En effet, la production de nouveaux argumentaires renforçant la démonstration que le projet répondrait aux trois conditions pour obtenir une dérogation ne permet pas de remettre en cause l’autorité de chose jugée (CE, 12 octobre 2018, no 412104).
En pratique, il conviendra donc de motiver correctement, dès le dépôt de la première demande, que le projet répond bien aux trois conditions requises pour obtenir une dérogation. À cet égard, l’absence de mention d’une de ces trois conditions est sévèrement sanctionnée par le juge pour défaut de motivation, quand bien même le dossier de demande les mentionnerait (voir, par ex. : CAA Marseille, 9 juin 2015, no 13MA00788 ; CAA Marseille, 7 juillet 2015, no 13MA01348 ; étant précisé que le défaut de motivation d’un acte n’est pas un vice « danthonysable » : CE, 7 décembre 2016, no 386304).
Rappel des faits et de la procédure
Dans le cadre de l’aménagement d’un parc d’activités, le préfet du Morbihan a délivré à Lorient Agglomération un arrêté du 11 octobre 2018 portant dérogation à l’interdiction de destruction d’espèces protégées.
Par un jugement du 6 juin 2019, le tribunal administratif de Rennes a annulé cet arrêté à la demande de l’association APRES Brandérion (TA Rennes, 6 juin 2019, no 1805429).
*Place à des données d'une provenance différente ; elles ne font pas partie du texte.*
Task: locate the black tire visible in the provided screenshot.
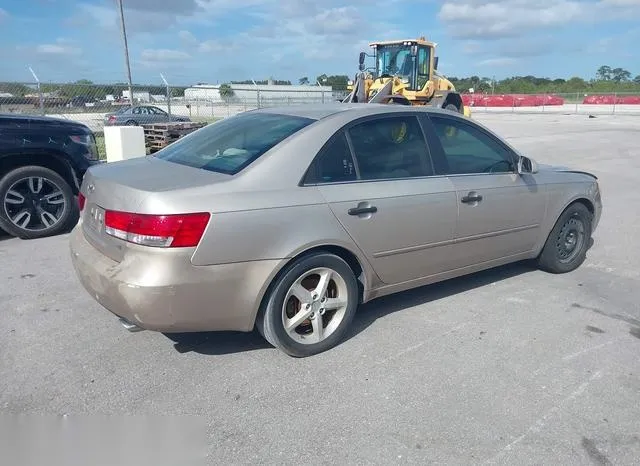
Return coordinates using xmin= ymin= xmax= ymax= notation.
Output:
xmin=125 ymin=120 xmax=138 ymax=126
xmin=444 ymin=103 xmax=460 ymax=113
xmin=256 ymin=252 xmax=359 ymax=357
xmin=536 ymin=202 xmax=593 ymax=274
xmin=0 ymin=165 xmax=79 ymax=239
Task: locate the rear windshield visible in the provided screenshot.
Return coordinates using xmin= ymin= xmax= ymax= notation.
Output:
xmin=154 ymin=112 xmax=315 ymax=175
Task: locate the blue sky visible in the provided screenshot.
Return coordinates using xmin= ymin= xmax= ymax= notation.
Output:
xmin=1 ymin=0 xmax=639 ymax=85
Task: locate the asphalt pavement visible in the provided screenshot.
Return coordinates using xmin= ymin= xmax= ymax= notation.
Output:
xmin=1 ymin=113 xmax=639 ymax=465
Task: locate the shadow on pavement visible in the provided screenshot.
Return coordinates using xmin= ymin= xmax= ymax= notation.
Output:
xmin=346 ymin=261 xmax=535 ymax=342
xmin=163 ymin=330 xmax=272 ymax=356
xmin=164 ymin=261 xmax=536 ymax=357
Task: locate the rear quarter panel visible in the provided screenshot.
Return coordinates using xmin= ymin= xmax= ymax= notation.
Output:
xmin=182 ymin=186 xmax=370 ymax=266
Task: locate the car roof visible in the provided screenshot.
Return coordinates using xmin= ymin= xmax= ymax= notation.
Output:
xmin=255 ymin=102 xmax=456 ymax=121
xmin=0 ymin=113 xmax=89 ymax=127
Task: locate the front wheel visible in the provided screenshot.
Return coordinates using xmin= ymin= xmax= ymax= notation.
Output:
xmin=257 ymin=252 xmax=359 ymax=357
xmin=444 ymin=103 xmax=460 ymax=113
xmin=536 ymin=202 xmax=593 ymax=274
xmin=0 ymin=165 xmax=79 ymax=239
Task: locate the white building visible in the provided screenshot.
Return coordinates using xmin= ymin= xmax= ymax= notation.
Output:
xmin=122 ymin=90 xmax=151 ymax=103
xmin=184 ymin=82 xmax=334 ymax=105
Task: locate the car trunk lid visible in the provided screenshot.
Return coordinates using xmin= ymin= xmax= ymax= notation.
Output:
xmin=80 ymin=156 xmax=229 ymax=262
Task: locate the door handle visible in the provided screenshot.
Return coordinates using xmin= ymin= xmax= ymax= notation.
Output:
xmin=461 ymin=192 xmax=483 ymax=204
xmin=348 ymin=203 xmax=378 ymax=216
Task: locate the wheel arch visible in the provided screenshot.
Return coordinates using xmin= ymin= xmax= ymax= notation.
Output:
xmin=534 ymin=196 xmax=596 ymax=257
xmin=430 ymin=91 xmax=463 ymax=112
xmin=0 ymin=152 xmax=79 ymax=194
xmin=568 ymin=197 xmax=594 ymax=215
xmin=250 ymin=243 xmax=369 ymax=330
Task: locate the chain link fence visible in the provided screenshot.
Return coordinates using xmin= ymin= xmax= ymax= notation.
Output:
xmin=1 ymin=81 xmax=639 ymax=135
xmin=0 ymin=81 xmax=348 ymax=132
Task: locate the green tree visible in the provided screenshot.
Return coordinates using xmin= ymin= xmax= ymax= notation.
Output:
xmin=596 ymin=65 xmax=612 ymax=81
xmin=298 ymin=77 xmax=309 ymax=85
xmin=0 ymin=82 xmax=31 ymax=96
xmin=634 ymin=75 xmax=640 ymax=84
xmin=563 ymin=77 xmax=588 ymax=92
xmin=612 ymin=68 xmax=631 ymax=82
xmin=219 ymin=83 xmax=234 ymax=102
xmin=315 ymin=74 xmax=349 ymax=91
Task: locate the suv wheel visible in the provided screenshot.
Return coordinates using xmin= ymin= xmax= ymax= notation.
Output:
xmin=0 ymin=165 xmax=79 ymax=239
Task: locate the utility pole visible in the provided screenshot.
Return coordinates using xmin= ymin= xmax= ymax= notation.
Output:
xmin=117 ymin=0 xmax=134 ymax=106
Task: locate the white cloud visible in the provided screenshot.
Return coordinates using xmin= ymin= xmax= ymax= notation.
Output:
xmin=178 ymin=30 xmax=198 ymax=45
xmin=36 ymin=38 xmax=82 ymax=56
xmin=601 ymin=0 xmax=640 ymax=5
xmin=438 ymin=1 xmax=583 ymax=39
xmin=141 ymin=49 xmax=192 ymax=61
xmin=198 ymin=40 xmax=228 ymax=53
xmin=477 ymin=57 xmax=519 ymax=66
xmin=438 ymin=0 xmax=640 ymax=39
xmin=0 ymin=8 xmax=8 ymax=21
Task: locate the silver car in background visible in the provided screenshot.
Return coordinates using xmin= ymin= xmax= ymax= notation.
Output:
xmin=103 ymin=105 xmax=191 ymax=126
xmin=70 ymin=103 xmax=602 ymax=357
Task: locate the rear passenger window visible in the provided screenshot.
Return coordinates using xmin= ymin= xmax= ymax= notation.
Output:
xmin=310 ymin=132 xmax=357 ymax=183
xmin=347 ymin=116 xmax=433 ymax=180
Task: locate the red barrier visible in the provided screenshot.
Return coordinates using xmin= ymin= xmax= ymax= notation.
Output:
xmin=582 ymin=95 xmax=640 ymax=105
xmin=462 ymin=94 xmax=565 ymax=107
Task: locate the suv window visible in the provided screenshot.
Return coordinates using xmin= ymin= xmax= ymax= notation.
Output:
xmin=155 ymin=112 xmax=314 ymax=175
xmin=308 ymin=132 xmax=357 ymax=183
xmin=347 ymin=116 xmax=433 ymax=180
xmin=429 ymin=116 xmax=516 ymax=175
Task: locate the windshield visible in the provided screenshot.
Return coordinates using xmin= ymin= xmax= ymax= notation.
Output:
xmin=376 ymin=44 xmax=414 ymax=80
xmin=154 ymin=112 xmax=315 ymax=175
xmin=375 ymin=44 xmax=431 ymax=91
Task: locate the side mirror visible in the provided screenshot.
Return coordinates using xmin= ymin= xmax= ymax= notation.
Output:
xmin=517 ymin=156 xmax=538 ymax=174
xmin=434 ymin=56 xmax=439 ymax=71
xmin=358 ymin=52 xmax=366 ymax=71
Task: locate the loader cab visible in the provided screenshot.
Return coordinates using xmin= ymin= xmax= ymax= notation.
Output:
xmin=372 ymin=40 xmax=434 ymax=91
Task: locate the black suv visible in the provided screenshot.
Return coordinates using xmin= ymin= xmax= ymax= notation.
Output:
xmin=0 ymin=114 xmax=102 ymax=239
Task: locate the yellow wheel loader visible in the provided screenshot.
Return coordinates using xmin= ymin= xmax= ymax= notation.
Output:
xmin=342 ymin=37 xmax=471 ymax=118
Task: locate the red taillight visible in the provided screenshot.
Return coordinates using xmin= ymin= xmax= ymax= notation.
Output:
xmin=108 ymin=115 xmax=116 ymax=122
xmin=103 ymin=211 xmax=210 ymax=248
xmin=78 ymin=193 xmax=86 ymax=211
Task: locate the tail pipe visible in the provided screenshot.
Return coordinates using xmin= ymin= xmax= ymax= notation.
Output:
xmin=119 ymin=317 xmax=144 ymax=332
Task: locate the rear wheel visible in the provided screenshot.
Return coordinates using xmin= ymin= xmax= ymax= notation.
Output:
xmin=536 ymin=202 xmax=592 ymax=273
xmin=257 ymin=252 xmax=359 ymax=357
xmin=0 ymin=165 xmax=78 ymax=239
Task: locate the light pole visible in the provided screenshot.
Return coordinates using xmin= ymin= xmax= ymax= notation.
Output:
xmin=117 ymin=0 xmax=133 ymax=106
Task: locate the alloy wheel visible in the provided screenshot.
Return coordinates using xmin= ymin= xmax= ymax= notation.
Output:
xmin=3 ymin=176 xmax=67 ymax=232
xmin=281 ymin=267 xmax=349 ymax=345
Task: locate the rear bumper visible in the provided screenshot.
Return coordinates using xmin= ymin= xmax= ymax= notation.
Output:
xmin=69 ymin=226 xmax=282 ymax=333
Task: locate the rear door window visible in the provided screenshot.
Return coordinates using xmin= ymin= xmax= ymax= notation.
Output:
xmin=346 ymin=115 xmax=434 ymax=180
xmin=154 ymin=112 xmax=315 ymax=175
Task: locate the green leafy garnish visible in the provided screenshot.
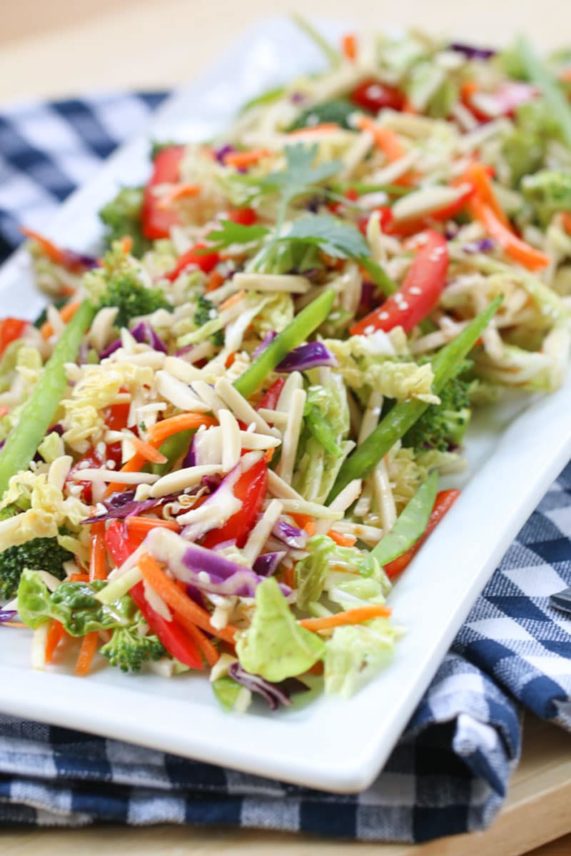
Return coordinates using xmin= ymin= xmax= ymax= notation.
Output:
xmin=282 ymin=214 xmax=368 ymax=259
xmin=206 ymin=219 xmax=269 ymax=249
xmin=289 ymin=98 xmax=355 ymax=130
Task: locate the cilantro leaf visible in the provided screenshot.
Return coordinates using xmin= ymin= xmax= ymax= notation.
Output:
xmin=281 ymin=214 xmax=369 ymax=259
xmin=206 ymin=219 xmax=269 ymax=249
xmin=263 ymin=144 xmax=342 ymax=201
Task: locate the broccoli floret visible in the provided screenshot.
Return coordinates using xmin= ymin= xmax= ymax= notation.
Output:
xmin=99 ymin=187 xmax=150 ymax=258
xmin=0 ymin=536 xmax=72 ymax=601
xmin=403 ymin=374 xmax=472 ymax=453
xmin=97 ymin=269 xmax=169 ymax=328
xmin=100 ymin=624 xmax=165 ymax=672
xmin=194 ymin=295 xmax=224 ymax=346
xmin=521 ymin=170 xmax=571 ymax=226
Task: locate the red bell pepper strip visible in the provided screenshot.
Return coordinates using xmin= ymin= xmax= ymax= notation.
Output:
xmin=68 ymin=444 xmax=119 ymax=504
xmin=350 ymin=230 xmax=449 ymax=335
xmin=226 ymin=208 xmax=258 ymax=226
xmin=358 ymin=206 xmax=394 ymax=236
xmin=103 ymin=520 xmax=204 ymax=670
xmin=384 ymin=489 xmax=460 ymax=579
xmin=142 ymin=145 xmax=185 ymax=240
xmin=201 ymin=458 xmax=268 ymax=549
xmin=105 ymin=402 xmax=131 ymax=431
xmin=0 ymin=318 xmax=28 ymax=357
xmin=163 ymin=243 xmax=220 ymax=282
xmin=257 ymin=378 xmax=285 ymax=411
xmin=350 ymin=78 xmax=405 ymax=113
xmin=130 ymin=583 xmax=204 ymax=670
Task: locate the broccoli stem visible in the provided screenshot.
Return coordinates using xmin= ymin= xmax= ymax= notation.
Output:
xmin=0 ymin=301 xmax=96 ymax=496
xmin=328 ymin=296 xmax=502 ymax=501
xmin=291 ymin=13 xmax=342 ymax=68
xmin=233 ymin=289 xmax=335 ymax=399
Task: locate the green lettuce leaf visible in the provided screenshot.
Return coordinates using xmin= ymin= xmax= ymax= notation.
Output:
xmin=296 ymin=534 xmax=388 ymax=611
xmin=17 ymin=570 xmax=134 ymax=635
xmin=325 ymin=335 xmax=436 ymax=404
xmin=236 ymin=578 xmax=324 ymax=682
xmin=324 ymin=618 xmax=398 ymax=697
xmin=293 ymin=372 xmax=351 ymax=503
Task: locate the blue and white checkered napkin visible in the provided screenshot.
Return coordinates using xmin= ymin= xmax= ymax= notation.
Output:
xmin=0 ymin=92 xmax=570 ymax=843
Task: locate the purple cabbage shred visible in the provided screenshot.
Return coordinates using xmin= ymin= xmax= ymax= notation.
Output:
xmin=253 ymin=331 xmax=277 ymax=358
xmin=228 ymin=662 xmax=309 ymax=710
xmin=130 ymin=321 xmax=167 ymax=353
xmin=276 ymin=341 xmax=336 ymax=373
xmin=253 ymin=551 xmax=287 ymax=576
xmin=449 ymin=42 xmax=496 ymax=60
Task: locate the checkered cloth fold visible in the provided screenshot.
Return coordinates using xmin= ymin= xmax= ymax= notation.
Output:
xmin=0 ymin=92 xmax=570 ymax=843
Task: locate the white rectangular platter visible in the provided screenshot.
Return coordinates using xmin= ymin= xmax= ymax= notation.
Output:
xmin=0 ymin=17 xmax=570 ymax=793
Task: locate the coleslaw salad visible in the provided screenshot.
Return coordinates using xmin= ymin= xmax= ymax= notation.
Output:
xmin=0 ymin=20 xmax=570 ymax=714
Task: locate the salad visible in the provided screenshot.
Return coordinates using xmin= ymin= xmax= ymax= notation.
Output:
xmin=0 ymin=21 xmax=570 ymax=714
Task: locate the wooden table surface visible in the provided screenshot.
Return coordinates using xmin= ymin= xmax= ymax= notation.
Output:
xmin=1 ymin=2 xmax=570 ymax=854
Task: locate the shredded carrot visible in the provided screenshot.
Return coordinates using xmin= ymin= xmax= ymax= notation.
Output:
xmin=75 ymin=632 xmax=99 ymax=676
xmin=20 ymin=227 xmax=65 ymax=265
xmin=402 ymin=98 xmax=419 ymax=115
xmin=219 ymin=289 xmax=246 ymax=312
xmin=290 ymin=512 xmax=314 ymax=529
xmin=341 ymin=33 xmax=357 ymax=62
xmin=463 ymin=162 xmax=510 ymax=227
xmin=68 ymin=573 xmax=91 ymax=582
xmin=40 ymin=299 xmax=81 ymax=340
xmin=469 ymin=197 xmax=550 ymax=271
xmin=138 ymin=553 xmax=236 ymax=643
xmin=129 ymin=435 xmax=168 ymax=465
xmin=156 ymin=183 xmax=201 ymax=209
xmin=3 ymin=621 xmax=26 ymax=628
xmin=206 ymin=270 xmax=225 ymax=292
xmin=560 ymin=68 xmax=571 ymax=83
xmin=355 ymin=116 xmax=406 ymax=163
xmin=327 ymin=529 xmax=357 ymax=547
xmin=307 ymin=660 xmax=324 ymax=676
xmin=89 ymin=522 xmax=108 ymax=581
xmin=225 ymin=352 xmax=236 ymax=368
xmin=299 ymin=605 xmax=392 ymax=633
xmin=105 ymin=451 xmax=146 ymax=496
xmin=184 ymin=622 xmax=219 ymax=667
xmin=45 ymin=620 xmax=66 ymax=664
xmin=461 ymin=80 xmax=478 ymax=102
xmin=224 ymin=149 xmax=272 ymax=169
xmin=0 ymin=406 xmax=9 ymax=419
xmin=126 ymin=516 xmax=180 ymax=534
xmin=562 ymin=212 xmax=571 ymax=235
xmin=120 ymin=236 xmax=133 ymax=254
xmin=287 ymin=123 xmax=340 ymax=137
xmin=148 ymin=413 xmax=216 ymax=447
xmin=282 ymin=564 xmax=296 ymax=589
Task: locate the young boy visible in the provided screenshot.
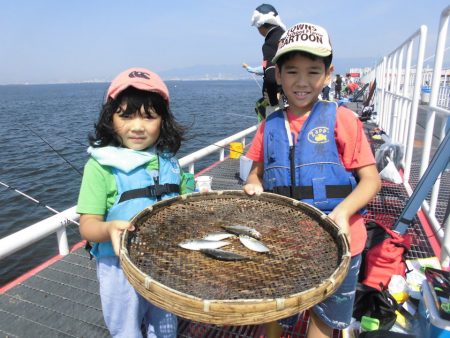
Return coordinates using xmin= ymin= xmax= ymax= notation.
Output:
xmin=243 ymin=23 xmax=381 ymax=338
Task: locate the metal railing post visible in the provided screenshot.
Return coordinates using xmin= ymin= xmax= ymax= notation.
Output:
xmin=420 ymin=6 xmax=450 ymax=178
xmin=404 ymin=26 xmax=428 ymax=181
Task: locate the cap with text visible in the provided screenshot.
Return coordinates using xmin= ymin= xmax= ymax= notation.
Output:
xmin=106 ymin=67 xmax=169 ymax=104
xmin=272 ymin=23 xmax=332 ymax=63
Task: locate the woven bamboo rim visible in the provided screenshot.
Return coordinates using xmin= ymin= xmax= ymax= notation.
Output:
xmin=120 ymin=190 xmax=350 ymax=325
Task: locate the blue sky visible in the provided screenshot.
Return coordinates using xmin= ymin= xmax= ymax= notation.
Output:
xmin=0 ymin=1 xmax=449 ymax=84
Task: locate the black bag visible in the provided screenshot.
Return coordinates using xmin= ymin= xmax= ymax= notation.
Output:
xmin=353 ymin=283 xmax=399 ymax=330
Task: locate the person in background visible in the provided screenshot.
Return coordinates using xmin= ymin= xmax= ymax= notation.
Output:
xmin=346 ymin=81 xmax=359 ymax=96
xmin=242 ymin=63 xmax=264 ymax=76
xmin=243 ymin=4 xmax=286 ymax=117
xmin=321 ymin=77 xmax=331 ymax=100
xmin=243 ymin=22 xmax=381 ymax=338
xmin=77 ymin=67 xmax=193 ymax=337
xmin=334 ymin=74 xmax=343 ymax=100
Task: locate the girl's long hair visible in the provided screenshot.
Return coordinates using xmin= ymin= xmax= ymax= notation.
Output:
xmin=89 ymin=87 xmax=186 ymax=154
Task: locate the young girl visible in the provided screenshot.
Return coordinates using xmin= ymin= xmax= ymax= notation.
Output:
xmin=77 ymin=67 xmax=188 ymax=337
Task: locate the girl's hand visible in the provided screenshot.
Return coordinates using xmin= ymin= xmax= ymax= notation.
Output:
xmin=243 ymin=183 xmax=264 ymax=196
xmin=79 ymin=214 xmax=136 ymax=256
xmin=108 ymin=220 xmax=135 ymax=256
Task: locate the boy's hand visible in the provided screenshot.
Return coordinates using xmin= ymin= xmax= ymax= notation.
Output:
xmin=108 ymin=220 xmax=135 ymax=256
xmin=243 ymin=183 xmax=264 ymax=196
xmin=328 ymin=210 xmax=351 ymax=244
xmin=326 ymin=163 xmax=381 ymax=247
xmin=243 ymin=162 xmax=264 ymax=196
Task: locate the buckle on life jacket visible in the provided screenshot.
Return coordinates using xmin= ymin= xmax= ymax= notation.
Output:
xmin=268 ymin=184 xmax=353 ymax=200
xmin=118 ymin=184 xmax=179 ymax=203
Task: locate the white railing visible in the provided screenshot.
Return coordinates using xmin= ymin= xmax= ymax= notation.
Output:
xmin=420 ymin=5 xmax=450 ymax=265
xmin=438 ymin=86 xmax=450 ymax=108
xmin=179 ymin=126 xmax=256 ymax=174
xmin=0 ymin=206 xmax=79 ymax=260
xmin=373 ymin=25 xmax=427 ymax=182
xmin=0 ymin=125 xmax=257 ymax=261
xmin=372 ymin=5 xmax=450 ymax=264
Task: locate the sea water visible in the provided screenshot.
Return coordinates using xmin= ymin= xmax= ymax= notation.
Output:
xmin=0 ymin=80 xmax=259 ymax=285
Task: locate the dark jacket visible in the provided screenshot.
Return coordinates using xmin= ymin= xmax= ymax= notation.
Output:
xmin=262 ymin=25 xmax=285 ymax=106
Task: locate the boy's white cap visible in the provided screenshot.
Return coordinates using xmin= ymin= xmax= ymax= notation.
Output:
xmin=272 ymin=23 xmax=332 ymax=63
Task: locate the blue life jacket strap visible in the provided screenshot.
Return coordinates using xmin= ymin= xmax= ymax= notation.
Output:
xmin=267 ymin=184 xmax=353 ymax=200
xmin=118 ymin=184 xmax=179 ymax=203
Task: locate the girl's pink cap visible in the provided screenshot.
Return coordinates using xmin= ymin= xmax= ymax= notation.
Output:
xmin=106 ymin=67 xmax=169 ymax=104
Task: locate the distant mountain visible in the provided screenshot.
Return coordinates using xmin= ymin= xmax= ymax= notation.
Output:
xmin=158 ymin=57 xmax=380 ymax=81
xmin=159 ymin=64 xmax=251 ymax=80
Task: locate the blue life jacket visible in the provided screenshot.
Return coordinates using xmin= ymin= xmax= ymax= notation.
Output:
xmin=91 ymin=155 xmax=181 ymax=257
xmin=263 ymin=101 xmax=361 ymax=213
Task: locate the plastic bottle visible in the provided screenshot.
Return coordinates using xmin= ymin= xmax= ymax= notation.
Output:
xmin=194 ymin=175 xmax=212 ymax=192
xmin=360 ymin=316 xmax=380 ymax=333
xmin=388 ymin=274 xmax=410 ymax=304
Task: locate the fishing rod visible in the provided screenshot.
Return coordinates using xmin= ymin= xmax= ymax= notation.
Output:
xmin=61 ymin=135 xmax=88 ymax=148
xmin=2 ymin=124 xmax=83 ymax=233
xmin=411 ymin=45 xmax=450 ymax=68
xmin=22 ymin=123 xmax=83 ymax=176
xmin=224 ymin=112 xmax=258 ymax=120
xmin=249 ymin=72 xmax=262 ymax=90
xmin=0 ymin=180 xmax=79 ymax=227
xmin=242 ymin=63 xmax=262 ymax=90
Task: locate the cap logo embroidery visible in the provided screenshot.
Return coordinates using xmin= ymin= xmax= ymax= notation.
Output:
xmin=278 ymin=24 xmax=323 ymax=49
xmin=307 ymin=127 xmax=330 ymax=144
xmin=128 ymin=71 xmax=151 ymax=80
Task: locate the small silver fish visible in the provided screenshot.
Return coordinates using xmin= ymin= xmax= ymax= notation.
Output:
xmin=202 ymin=232 xmax=236 ymax=241
xmin=200 ymin=248 xmax=251 ymax=261
xmin=178 ymin=239 xmax=231 ymax=251
xmin=221 ymin=224 xmax=262 ymax=239
xmin=239 ymin=235 xmax=270 ymax=253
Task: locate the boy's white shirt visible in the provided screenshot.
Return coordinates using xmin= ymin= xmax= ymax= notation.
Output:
xmin=88 ymin=146 xmax=156 ymax=173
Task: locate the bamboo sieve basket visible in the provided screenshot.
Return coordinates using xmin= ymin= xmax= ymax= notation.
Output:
xmin=120 ymin=190 xmax=350 ymax=325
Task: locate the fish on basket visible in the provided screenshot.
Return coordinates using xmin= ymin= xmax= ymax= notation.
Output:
xmin=178 ymin=239 xmax=231 ymax=251
xmin=239 ymin=235 xmax=270 ymax=253
xmin=221 ymin=224 xmax=262 ymax=239
xmin=200 ymin=248 xmax=251 ymax=261
xmin=202 ymin=232 xmax=236 ymax=241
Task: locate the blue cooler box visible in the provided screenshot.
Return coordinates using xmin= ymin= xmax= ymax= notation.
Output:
xmin=419 ymin=281 xmax=450 ymax=337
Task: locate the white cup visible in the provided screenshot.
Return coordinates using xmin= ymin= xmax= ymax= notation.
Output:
xmin=195 ymin=176 xmax=212 ymax=192
xmin=239 ymin=155 xmax=253 ymax=182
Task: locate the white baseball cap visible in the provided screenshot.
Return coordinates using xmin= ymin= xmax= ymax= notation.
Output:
xmin=272 ymin=23 xmax=332 ymax=63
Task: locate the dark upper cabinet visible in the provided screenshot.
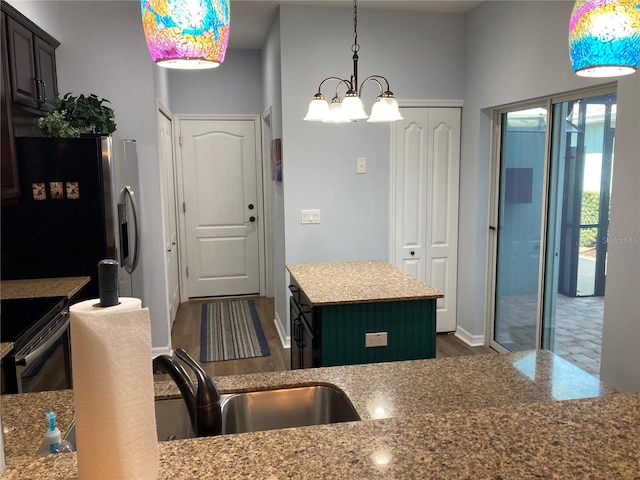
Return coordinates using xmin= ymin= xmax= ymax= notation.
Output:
xmin=1 ymin=2 xmax=60 ymax=202
xmin=33 ymin=35 xmax=57 ymax=111
xmin=1 ymin=10 xmax=18 ymax=201
xmin=3 ymin=2 xmax=59 ymax=113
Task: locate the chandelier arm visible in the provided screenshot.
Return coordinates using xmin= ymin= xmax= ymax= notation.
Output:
xmin=316 ymin=76 xmax=352 ymax=95
xmin=358 ymin=76 xmax=385 ymax=96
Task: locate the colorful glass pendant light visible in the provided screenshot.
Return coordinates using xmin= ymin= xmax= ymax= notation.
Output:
xmin=568 ymin=0 xmax=640 ymax=77
xmin=141 ymin=0 xmax=230 ymax=70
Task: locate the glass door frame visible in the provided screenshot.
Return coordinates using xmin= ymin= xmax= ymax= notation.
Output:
xmin=487 ymin=99 xmax=553 ymax=353
xmin=486 ymin=85 xmax=616 ymax=354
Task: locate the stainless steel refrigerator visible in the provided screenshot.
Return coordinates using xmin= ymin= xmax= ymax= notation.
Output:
xmin=1 ymin=135 xmax=141 ymax=300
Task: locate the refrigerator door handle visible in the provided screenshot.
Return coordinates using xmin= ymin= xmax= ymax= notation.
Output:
xmin=119 ymin=185 xmax=140 ymax=274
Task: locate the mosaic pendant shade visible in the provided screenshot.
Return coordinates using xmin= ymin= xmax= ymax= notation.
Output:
xmin=568 ymin=0 xmax=640 ymax=77
xmin=141 ymin=0 xmax=230 ymax=69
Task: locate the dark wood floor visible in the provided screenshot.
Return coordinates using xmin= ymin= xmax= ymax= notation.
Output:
xmin=168 ymin=296 xmax=495 ymax=379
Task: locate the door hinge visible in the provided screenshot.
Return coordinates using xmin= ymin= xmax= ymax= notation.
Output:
xmin=182 ymin=202 xmax=186 ymax=213
xmin=179 ymin=135 xmax=183 ymax=147
xmin=186 ymin=266 xmax=188 ymax=278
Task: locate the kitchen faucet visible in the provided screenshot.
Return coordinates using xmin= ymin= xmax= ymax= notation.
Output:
xmin=152 ymin=348 xmax=222 ymax=437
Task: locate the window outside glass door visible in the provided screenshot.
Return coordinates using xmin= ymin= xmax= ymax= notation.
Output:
xmin=490 ymin=89 xmax=616 ymax=378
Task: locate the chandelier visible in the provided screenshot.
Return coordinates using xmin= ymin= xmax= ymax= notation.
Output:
xmin=304 ymin=0 xmax=403 ymax=123
xmin=141 ymin=0 xmax=230 ymax=70
xmin=568 ymin=0 xmax=640 ymax=77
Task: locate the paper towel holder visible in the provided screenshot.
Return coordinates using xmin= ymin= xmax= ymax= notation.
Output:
xmin=98 ymin=259 xmax=120 ymax=307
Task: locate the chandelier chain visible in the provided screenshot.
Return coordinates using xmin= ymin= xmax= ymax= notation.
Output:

Le Tribunal a notamment considéré qu’il n’était pas démontré que le projet répondait à une RIIPM :
“Si l’extension de la zone d’activité doit permettre l’implantation de nouvelles entreprises à Branderion, ce qui ne peut que contribuer à la dynamique économique du territoire, ni le préfet du Morbihan ni Lorient Agglomération ne justifient que la réalisation du ce projet serait indispensable et serait ainsi de nature à caractériser l’existence de raisons impératives d’intérêt majeur. Il n’est pas davantage établi qu’aucune solution alternative satisfaisante n’existait”.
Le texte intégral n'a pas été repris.